The authors note that it is difficult to fully separate the impact of the PDMP and the pill-mill law. But they argue that doctors should get in the habit of checking the database before they write a prescription.
“At some point, checking the prescription database before prescribing an opioid should be just as routine as doing a kidney test before starting a new blood pressure treatment,” Alexander says. “I think we’ll get to that point; we’ll see prescription databases used like these other tools and have an even greater impact.”
“Impact of Prescription Drug Monitoring Programs and Pill Mill Laws on High-Risk Opioid Prescribers: A Comparative Interrupted Time Series Analysis” was written by Hsien-Yen Chang, Tatyana Lyapustina, Lainie Rutkow, Matthew Daubresse, Matt Richey, Mark Faul, Elizabeth A. Stuart and G. Caleb Alexander.

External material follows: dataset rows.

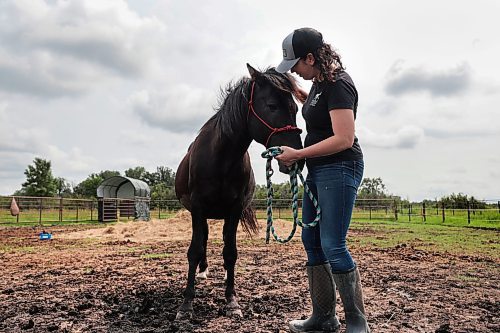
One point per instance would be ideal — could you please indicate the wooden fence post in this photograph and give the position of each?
(423, 211)
(468, 212)
(60, 209)
(40, 211)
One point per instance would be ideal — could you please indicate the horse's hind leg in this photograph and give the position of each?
(195, 254)
(230, 254)
(203, 272)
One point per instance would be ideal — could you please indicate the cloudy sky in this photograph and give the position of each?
(110, 85)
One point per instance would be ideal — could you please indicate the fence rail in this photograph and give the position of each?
(45, 210)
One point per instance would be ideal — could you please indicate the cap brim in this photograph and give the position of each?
(286, 65)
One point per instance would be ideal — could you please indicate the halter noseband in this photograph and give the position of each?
(274, 130)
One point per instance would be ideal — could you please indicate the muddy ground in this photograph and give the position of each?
(129, 277)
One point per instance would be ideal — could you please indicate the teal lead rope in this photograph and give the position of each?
(269, 154)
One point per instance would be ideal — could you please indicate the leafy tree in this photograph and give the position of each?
(137, 172)
(108, 174)
(372, 188)
(63, 187)
(39, 179)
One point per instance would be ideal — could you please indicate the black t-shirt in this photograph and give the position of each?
(324, 97)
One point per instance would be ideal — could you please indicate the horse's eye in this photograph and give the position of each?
(272, 107)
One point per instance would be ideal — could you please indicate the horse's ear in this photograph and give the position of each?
(300, 94)
(253, 72)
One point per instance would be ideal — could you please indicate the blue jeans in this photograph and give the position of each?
(335, 186)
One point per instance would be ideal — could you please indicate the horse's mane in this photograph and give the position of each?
(232, 108)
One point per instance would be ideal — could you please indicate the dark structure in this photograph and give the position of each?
(123, 197)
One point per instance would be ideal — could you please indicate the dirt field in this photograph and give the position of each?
(129, 277)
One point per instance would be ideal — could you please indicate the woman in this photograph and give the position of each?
(335, 169)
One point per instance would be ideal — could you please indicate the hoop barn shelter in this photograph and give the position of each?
(120, 196)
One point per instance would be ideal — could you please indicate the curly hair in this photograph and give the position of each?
(328, 62)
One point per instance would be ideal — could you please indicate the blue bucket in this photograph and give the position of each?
(45, 236)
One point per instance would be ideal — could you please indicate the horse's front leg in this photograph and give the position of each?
(230, 254)
(195, 254)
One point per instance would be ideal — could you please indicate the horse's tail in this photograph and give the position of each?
(249, 221)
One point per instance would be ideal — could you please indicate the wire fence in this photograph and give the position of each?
(45, 211)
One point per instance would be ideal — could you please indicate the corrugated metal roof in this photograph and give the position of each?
(123, 187)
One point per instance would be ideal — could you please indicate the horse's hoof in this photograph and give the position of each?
(184, 315)
(234, 313)
(202, 275)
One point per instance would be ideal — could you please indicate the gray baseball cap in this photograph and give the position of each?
(298, 44)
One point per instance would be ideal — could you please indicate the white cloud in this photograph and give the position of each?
(181, 108)
(405, 137)
(70, 47)
(449, 82)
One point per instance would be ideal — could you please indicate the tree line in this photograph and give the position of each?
(40, 182)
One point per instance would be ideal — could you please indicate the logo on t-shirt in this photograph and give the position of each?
(315, 99)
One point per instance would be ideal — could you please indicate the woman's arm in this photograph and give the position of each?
(343, 127)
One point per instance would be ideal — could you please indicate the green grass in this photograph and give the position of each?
(432, 237)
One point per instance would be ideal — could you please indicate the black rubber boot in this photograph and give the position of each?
(322, 289)
(351, 294)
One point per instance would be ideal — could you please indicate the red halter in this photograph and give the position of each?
(274, 130)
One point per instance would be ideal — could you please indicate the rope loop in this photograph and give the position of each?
(269, 154)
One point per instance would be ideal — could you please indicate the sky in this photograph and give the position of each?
(111, 85)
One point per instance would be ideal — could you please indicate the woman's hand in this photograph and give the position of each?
(289, 156)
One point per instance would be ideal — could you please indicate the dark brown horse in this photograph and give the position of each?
(215, 179)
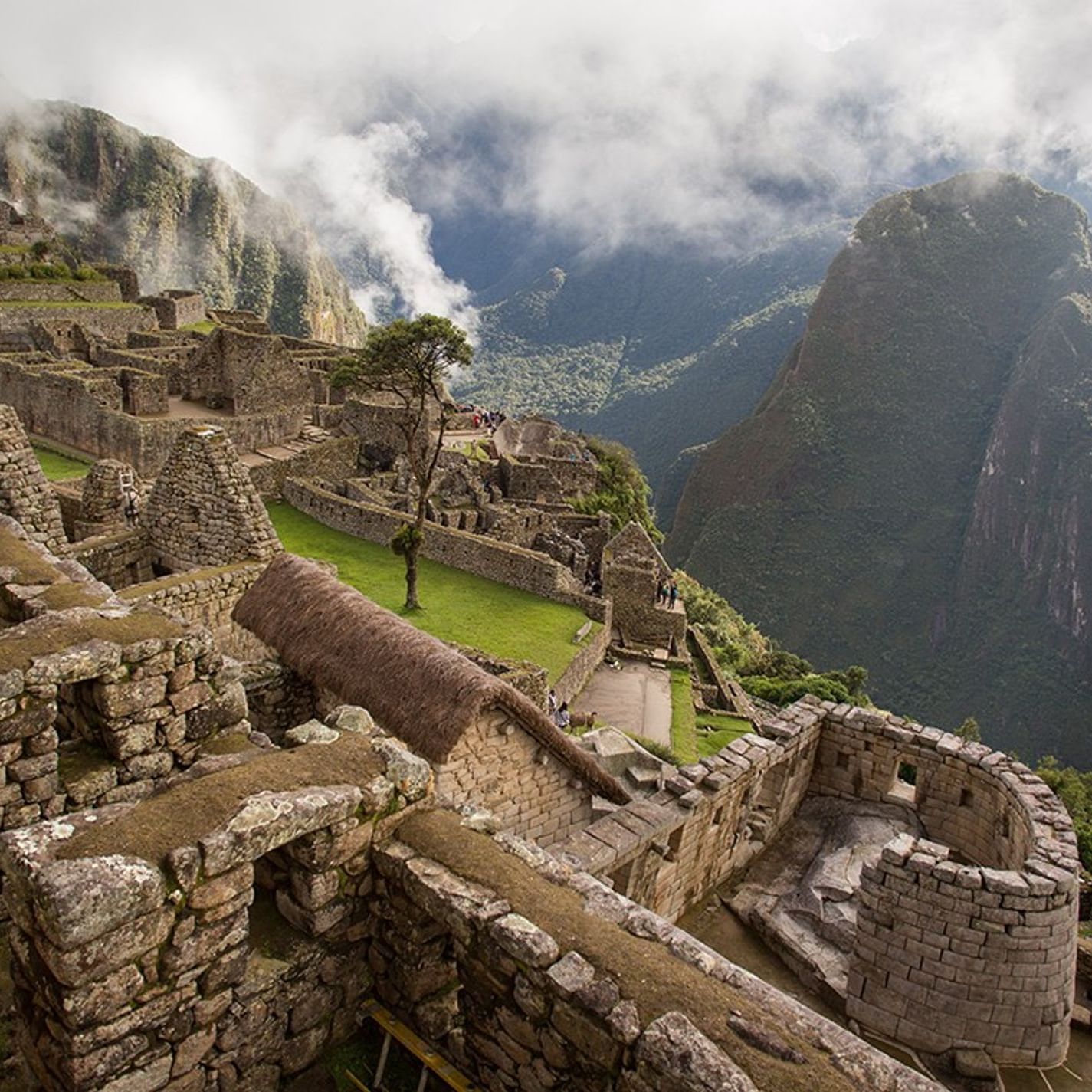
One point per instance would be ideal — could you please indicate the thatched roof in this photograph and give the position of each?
(416, 687)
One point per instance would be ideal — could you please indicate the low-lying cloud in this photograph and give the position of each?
(710, 123)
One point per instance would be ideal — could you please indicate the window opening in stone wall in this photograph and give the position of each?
(271, 933)
(385, 1056)
(904, 785)
(619, 878)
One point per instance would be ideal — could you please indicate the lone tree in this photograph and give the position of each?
(410, 359)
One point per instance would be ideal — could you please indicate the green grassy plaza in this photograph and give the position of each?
(459, 606)
(59, 467)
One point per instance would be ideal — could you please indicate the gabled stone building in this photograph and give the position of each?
(488, 744)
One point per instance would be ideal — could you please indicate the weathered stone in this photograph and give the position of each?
(271, 819)
(675, 1056)
(311, 732)
(524, 942)
(80, 900)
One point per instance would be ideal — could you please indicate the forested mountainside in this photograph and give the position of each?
(180, 221)
(658, 351)
(914, 491)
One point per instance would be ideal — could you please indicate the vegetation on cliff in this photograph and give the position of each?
(914, 487)
(762, 667)
(622, 491)
(657, 351)
(179, 221)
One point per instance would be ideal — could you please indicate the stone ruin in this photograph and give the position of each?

This work was funded by the Robert Wood Johnson Foundation (RWJF) Public Health Law Research Program and the Centers for Disease Control and Prevention (CDC) under Cooperative Agreement U01CE002499. The RWJF had no role in the design and conduct of the study, analysis, or interpretation of the data; and preparation or final approval of the manuscript prior to publication. The CDC provided input regarding the interpretation of the study but had no role in the final decision to submit the manuscript for publication. Despite this, the opinions and conclusions expressed are solely of the author(s) and should not be construed as representing the opinions of CDC or any agency of the federal government.